Electronic – Possible causes of dead cyclone IV on custom board

customcycloneintel-fpgajtag

i designed and soldered my first fpga board using cyclone IV in the 144 eqfp package. First of all, i made following mistakes:

  1. I am using 3.3V VCCIO for all IO banks. I misread the handbook and
    connected TMS and TDI pins on the 3.3V VCC instead of 2.5V VCCA.
    After realising this, i corrected it but it might be too late. Would
    this be enaugh, to fry the JTAG?
  2. After soldering the chip in place, i failed to notice in time there
    are about two to five solder bridges between pins. Some of them
    shorted my 3.3V VCC. After i realized this, i reworked the chip and
    triple checked for any bridges. There are not any.
  3. Because of the problems mentioned above, i had to solder and
    desolder the chip twice. I was using hot air station. I tried to
    controll the temperature as well as i could (with thermocoupple
    right on top of the chip) but i did it by hand. Could it be damaged
    by the heat?

When i connect the board to the USB blaster, quartus says that it could not initiate JTAG chain, because no devices were found. I tried debugging the jtag using oscilloscope, but since this is my first time trying to do it, i do not know what exactly to look for. I noticed the following:

  1. When using JTAG debugger and setting how many clock pusles to send,
    clock signal looked quite weird. If i sent less than 8 pulses, the
    scope showed quite nice square wave. But when setting the clock to
    send more pulses, the signal became weird. There were few nice
    pulses as before and then there were random bursts of pulses of
    about 6x the frequency of the original ones. At first i thought they
    were just noise, but they were perfectly uniform. Almost seemed like
    the programmer would try to communicate on different frequencies. I
    do know if this is normal behavior of JTAG or not.
  2. The TDO pin was staying high all the time. Which i assume is a sign
    of broken jtag interface in fpga.
  3. Other pins were showing some data, but i do not know enough about
    the protocol to say, if it was correct.

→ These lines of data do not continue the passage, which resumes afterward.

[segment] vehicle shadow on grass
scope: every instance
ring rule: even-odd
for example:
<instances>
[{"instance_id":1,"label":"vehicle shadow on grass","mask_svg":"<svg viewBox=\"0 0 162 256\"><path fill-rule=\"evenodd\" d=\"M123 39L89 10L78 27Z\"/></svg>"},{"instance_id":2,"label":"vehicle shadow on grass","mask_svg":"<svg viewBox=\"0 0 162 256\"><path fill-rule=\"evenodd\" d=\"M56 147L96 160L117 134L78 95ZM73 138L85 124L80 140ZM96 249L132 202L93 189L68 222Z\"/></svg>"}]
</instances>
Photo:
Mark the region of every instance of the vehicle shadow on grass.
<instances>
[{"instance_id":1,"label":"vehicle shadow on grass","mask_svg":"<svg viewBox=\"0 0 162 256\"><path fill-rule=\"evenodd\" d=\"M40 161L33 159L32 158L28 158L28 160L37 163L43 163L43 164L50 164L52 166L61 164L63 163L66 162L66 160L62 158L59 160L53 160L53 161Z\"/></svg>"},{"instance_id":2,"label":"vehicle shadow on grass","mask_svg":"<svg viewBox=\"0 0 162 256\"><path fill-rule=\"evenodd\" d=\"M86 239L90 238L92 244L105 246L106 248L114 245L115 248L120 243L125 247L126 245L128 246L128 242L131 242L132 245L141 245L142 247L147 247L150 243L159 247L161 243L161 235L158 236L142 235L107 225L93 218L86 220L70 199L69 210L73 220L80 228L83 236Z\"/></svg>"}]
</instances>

Every VCCIO is connected to the 3.3V, every VCCA to 2.5V and every VCORE is connected to the 1.2V. Coud the problem be, that VCCIO of the bank where JTAG resides is 3.3v?

I am sorry if i forgot something or sound too stupid. This is my first fpga project so please be kind. 🙂
Thank you in advance for all your replies!

Best Answer

  1. 3.3V on a 2.5V IO bank probably won't do any harm. The datasheet will tell you, but most of the Altera parts at least since the III series (Stratix/Cyclone/Arria) are 3.3V tolerant on 2.5V banks as long as ringing is controlled (3.6V is the abs max usually). The datasheet will confirm or repute this (you have read through I/O and power sections of the datasheet right?).

  2. If you have shorted out pins, it may have done damage, especially if some power rails are shorted but others aren't. FPGAs typically like their power rails sequenced in a specific order.

    If the FPGA is un-programmed, shorting the IO pins to each other is likely to cause no harm as they default to inputs. However if you short the IO pin to VDD and don't apply any voltage on VCCIO, this could cause damage to the IO buffers as it puts them way out of spec - it will possibly fry the protection diodes and possibly other things, who knows.

  3. You've soldered/desoldered the FPGA several times and in each case likely not following the specified thermal ramp up/down specifications (measuring the top of the chip tells you little about die temperature). Using a heat gun also causes the top of the chip to heat up much faster than the bottom which can in turn result in thermal damage.

    For one time soldering on a prototype, not following those will likely cause no harm (it may, but probably not). However putting the chip through multiple thermal cycles using a heat gun can cause damage (I've personally killed a few ICs reworking them multiple times).

Additionally, failing to connect the thermal pad can easily cause malfunctions. I don't know about the Cyclone IV specifically, but I've come across several ICs which fail to work correctly without a pad connection.

It is also possible that there were additional bridges or cold joints that you didn't spot. Reworking multiple times will beca(use of reduced flux unless you added more) cause the solder to flow less well increasing the number of cold joints.